Quickstart

Preparation

Create a Hadoop User

sudo addgroup hadoop

# example password is hadoop
sudo adduser -ingroup hadoop hadoopuser

su - hadoopuser

Java Environment

Install java on each resources.

sudo add-apt-repository ppa:openjdk-r/ppa
sudo apt-get update
sudo apt-get install openjdk-8-jdk
sudo apt-get install openjdk-8-jre
sudo apt-get install openjdk-8-source #this is optional, the jdk source code
java -version

Notice Java 9 or newer would cause unexcepted error while using hadoop. If you want to downgrade to older java version, use the following command and select the desired one.

sudo update-alternatives --config java
sudo update-alternatives --config javac

# change all
sudo update-alternatives --all

If the error message shown as below:

dpkg: error processing archive /var/cache/apt/archives/openjdk-8-jdk_9~b115-1ubuntu1_amd64.deb (--install):
 trying to overwrite '/usr/lib/jvm/java-8-openjdk-amd64/include/linux/jawt_md.h', which is also in package openjdk-8-jdk-headless:amd64 9~b115-1ubuntu1

then using the following command.

sudo apt-get -o Dpkg::Options::="--force-overwrite" install openjdk-8-jdk

Switch to the hadoop user, su - hadoopuser. Set the environment variables to the end of the file ~/.bashrc.

# add JAVA_HOME
# assume jdk is installed at /usr/lib/jvm/java-1.9.0-openjdk-amd64
export JAVA_HOME=/usr/lib/jvm/java-1.8.0-openjdk-amd64
export PATH=$PATH:$JAVA_HOME/bin

Run source ~/.bashrc, then echo $JAVA_HOME to check the environment variable is set.

Install Hadoop

Install hadoop on each resources.

wget http://www-eu.apache.org/dist/hadoop/common/hadoop-3.1.0/hadoop-3.1.0.tar.gz
tar -zxvf hadoop-3.1.0.tar.gz
sudo mv hadoop-3.1.0 /opt/hadoop
sudo chown -R hadoopuser:hadoop /opt/hadoop

# make sure you have already add a new user
# run `su - hadoopuser` first
su - hadoopuser
cd ~
mkdir hdfs
mkdir /home/hadoopuser/hdfs/name
mkdir /home/hadoopuser/hdfs/data
mkdir /home/hadoopuser/tmp

The following is the configuration for 3 VMs setting, 1 master and 2 slaves. Confirm the configuration of hadoop on /etc/hostname, for example, master, slave01, slave02, etc, and on /etc/hosts as the following.

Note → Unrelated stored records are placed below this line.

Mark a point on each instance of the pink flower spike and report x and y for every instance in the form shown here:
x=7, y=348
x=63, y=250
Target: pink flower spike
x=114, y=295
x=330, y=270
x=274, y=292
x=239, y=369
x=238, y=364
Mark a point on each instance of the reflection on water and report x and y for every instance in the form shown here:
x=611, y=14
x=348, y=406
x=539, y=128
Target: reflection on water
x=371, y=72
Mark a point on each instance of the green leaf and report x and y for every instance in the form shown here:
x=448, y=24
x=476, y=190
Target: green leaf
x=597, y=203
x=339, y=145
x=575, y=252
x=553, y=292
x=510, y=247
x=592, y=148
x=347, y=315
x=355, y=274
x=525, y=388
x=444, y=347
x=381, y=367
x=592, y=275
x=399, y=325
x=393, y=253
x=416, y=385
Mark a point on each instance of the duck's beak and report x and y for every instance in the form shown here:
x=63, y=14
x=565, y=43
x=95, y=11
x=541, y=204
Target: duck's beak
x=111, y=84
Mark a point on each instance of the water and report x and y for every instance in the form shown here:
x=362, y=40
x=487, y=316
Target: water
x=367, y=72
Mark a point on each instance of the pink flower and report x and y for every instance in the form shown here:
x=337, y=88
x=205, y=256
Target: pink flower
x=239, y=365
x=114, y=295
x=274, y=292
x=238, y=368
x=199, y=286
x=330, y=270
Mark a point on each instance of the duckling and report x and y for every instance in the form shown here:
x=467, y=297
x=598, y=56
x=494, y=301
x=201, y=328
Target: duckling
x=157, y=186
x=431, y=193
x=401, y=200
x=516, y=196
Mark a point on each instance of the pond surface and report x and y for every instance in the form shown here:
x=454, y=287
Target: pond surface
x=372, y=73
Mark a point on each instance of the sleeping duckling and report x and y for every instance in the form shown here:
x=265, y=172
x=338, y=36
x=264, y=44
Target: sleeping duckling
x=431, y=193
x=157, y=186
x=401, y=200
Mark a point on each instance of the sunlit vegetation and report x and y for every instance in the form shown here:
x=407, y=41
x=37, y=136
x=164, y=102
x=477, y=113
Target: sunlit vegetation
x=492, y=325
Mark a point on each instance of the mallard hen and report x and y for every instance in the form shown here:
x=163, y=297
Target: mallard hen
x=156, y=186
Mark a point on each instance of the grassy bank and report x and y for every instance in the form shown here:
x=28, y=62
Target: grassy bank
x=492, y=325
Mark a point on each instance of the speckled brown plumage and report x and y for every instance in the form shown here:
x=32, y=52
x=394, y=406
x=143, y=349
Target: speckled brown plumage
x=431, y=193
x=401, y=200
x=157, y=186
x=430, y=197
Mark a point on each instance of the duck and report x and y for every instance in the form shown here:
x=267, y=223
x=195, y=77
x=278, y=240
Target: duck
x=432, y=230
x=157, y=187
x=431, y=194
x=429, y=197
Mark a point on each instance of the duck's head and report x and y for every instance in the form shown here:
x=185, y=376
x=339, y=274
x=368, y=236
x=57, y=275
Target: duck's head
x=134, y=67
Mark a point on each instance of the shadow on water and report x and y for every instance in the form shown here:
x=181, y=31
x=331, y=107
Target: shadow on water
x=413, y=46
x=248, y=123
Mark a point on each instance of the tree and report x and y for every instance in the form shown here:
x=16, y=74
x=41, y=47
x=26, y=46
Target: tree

Make sure each VM corresponds to one hostname.

192.168.56.101  master
192.168.56.103  slave01
192.168.56.102  slave02

Set the envrionment variables on the end of ~/.bashrc.

# set HADOOP
export HADOOP_HOME=/opt/hadoop
export PATH=$PATH:$HADOOP_HOME/bin:$HADOOP_HOME/sbin
export HADOOP_MAPRED_HOME=$HADOOP_HOME 
export HADOOP_COMMON_HOME=$HADOOP_HOME 
export HADOOP_HDFS_HOME=$HADOOP_HOME 
export YARN_HOME=$HADOOP_HOME 
export HADOOP_COMMON_LIB_NATIVE_DIR=$HADOOP_HOME/lib/native 
export HADOOP_INSTALL=$HADOOP_HOME

Run source ~/.bashrc, then echo $HADOOP_HOME to check the environment variable is set.

Auto Login SSH

Hadoop uses ssh to distribute the jobs so that auto login to slave resources is necessary.

ssh-keygen -t rsa -P ""
cp ~/.ssh/id_rsa.pub ~/.ssh/authorized_keys
scp -r ~/.ssh slave01:~/
scp -r ~/.ssh slave02:~/

# test login
ssh slave01

Additional Configuration

There are 2 bash scripts necessary to add the environment setting. Notice you have to set the following configuration in all resources.

vim /opt/hadoop/etc/hadoop/hadoop-env.sh
vim /opt/hadoop/etc/hadoop/yarn-env.sh

Add the JAVA_HOME to the bash script.

export JAVA_HOME=/usr/lib/jvm/java-1.8.0-openjdk-amd64

Configure Hadoop

The following 4 documents are key to configure hadoop, core-site.xml, hdfs-site.xml, mapred-site.xml, and yarn-site.xml. Notice you have to set the following configuration in all resources.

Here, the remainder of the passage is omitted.